Given the defendants' failure to establish, as a matter of law, that the plaintiff was not a holder of the note as alleged in the complaint, it is unnecessary to consider Ocean Villas's numerous arguments pertaining to the alternative ground for standing that was asserted in the complaint. Inasmuch as the defendants failed to sustain their initial burden of demonstrating, as a matter of law, that the plaintiff lacked standing to prosecute this action, the Supreme Court properly denied that branch of the defendants' motion which was pursuant to CPLR 3211 (a) (3) to dismiss the complaint insofar as asserted against the defendant Ocean Villas for lack of standing (see Brunner v Estate of Lax, 137 AD3d 553, 553-554 [2016]; Deutsche Bank Trust Co. Ams. v Vitellas, 131 AD3d at 60-61).

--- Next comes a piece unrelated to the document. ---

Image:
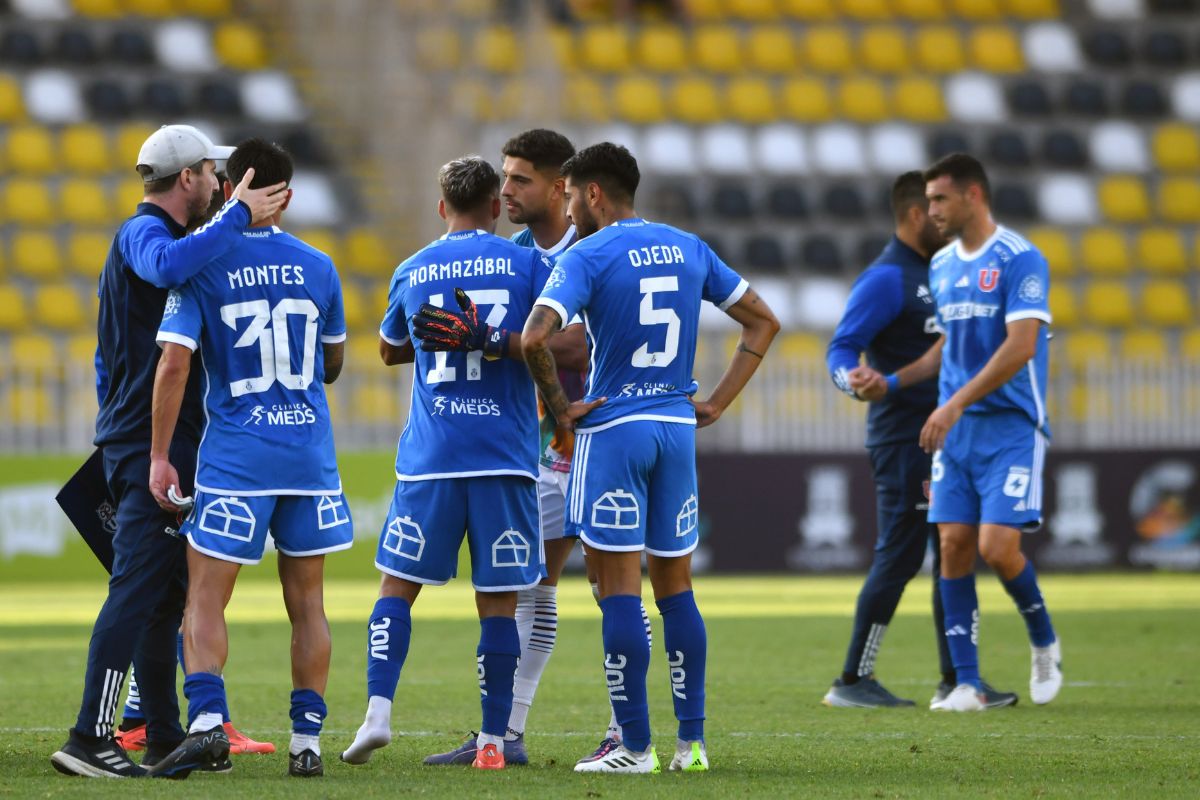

Ocean Villas's contention that it was entitled to dismissal of the complaint insofar as asserted against it because the plaintiff failed to comply with RPAPL 1304 and with a condition precedent in the mortgage is also without merit. Although Ocean Villas, as the alleged current owner of the subject property, is still a proper party to this foreclosure action, as it may be "subject to the mortgage lien and may have [its] rights in the property cut off due to a default on the mortgage" (PHH Mtge. Corp. v Davis, 111 AD3d 1110, 1111 [2013]; see generally 2 Bergman on New York Mortgage Foreclosures § 12.04), it does not necessarily follow that Ocean Villas may properly assert, either in its own right or on behalf of Sarine, any defense that was or could have been asserted by Sarine. Rather, as relevant here, the notice requirements of RPAPL 1304 were enacted for the benefit and protection of borrowers who are "natural person[s]" (RPAPL 1304 [6] [a] [1] [i]; see generally Aurora Loan Servs., LLC v Weisblum, 85 AD3d 95, 107 [2011]). The statutory defense created by RPAPL 1302 (2) for noncompliance with RPAPL 1304 is a "personal defense" which could not be raised by Ocean Villas, a stranger to the note and underlying mortgage (Greene v Rachlin, 154 AD3d 814, 816 [2017]; see Citimortgage, Inc. v Etienne, 172 AD3d 808, 810 [2019]; Ekelmann Group, LLC v Stuart, 108 AD3d 1098, 1100 [2013]; see also NYCTL 1996-1 Trust v King, 13 AD3d 429, 430 [2004]; Home Sav. of Am. v Gkanios, 233 AD2d 422, 423 [1996]). Similarly, Ocean Villas, which is not a party to either the note or mortgage, lacks standing to raise as a defense to this action the plaintiff's alleged failure to serve a notice of default in accordance with the terms of the note and mortgage (see Greene v Rachlin, 154 AD3d at 816; Ashkenazy Acquisition Corp. v Rela Realty Corp., 296 AD2d 332, 333 [2002]; Matter of Lee v Maltais, 250 AD2d 951, 953 [1998]; County of Tioga v Solid Waste Indus., 178 AD2d 873, 874-875 [1991]; Vincent v Seaman, 152 AD2d 841, 843 [1989]). Inasmuch as the second and fifteenth affirmative defenses could only be properly asserted by Sarine, we agree with the Supreme Court's denial of those branches of the defendants' motion which were to dismiss the complaint insofar as asserted against Ocean Villas for failure to comply with RPAPL 1304, and for failure to comply with a condition precedent in the mortgage. Scheinkman, P.J., Roman, Miller and Connolly, JJ., concur.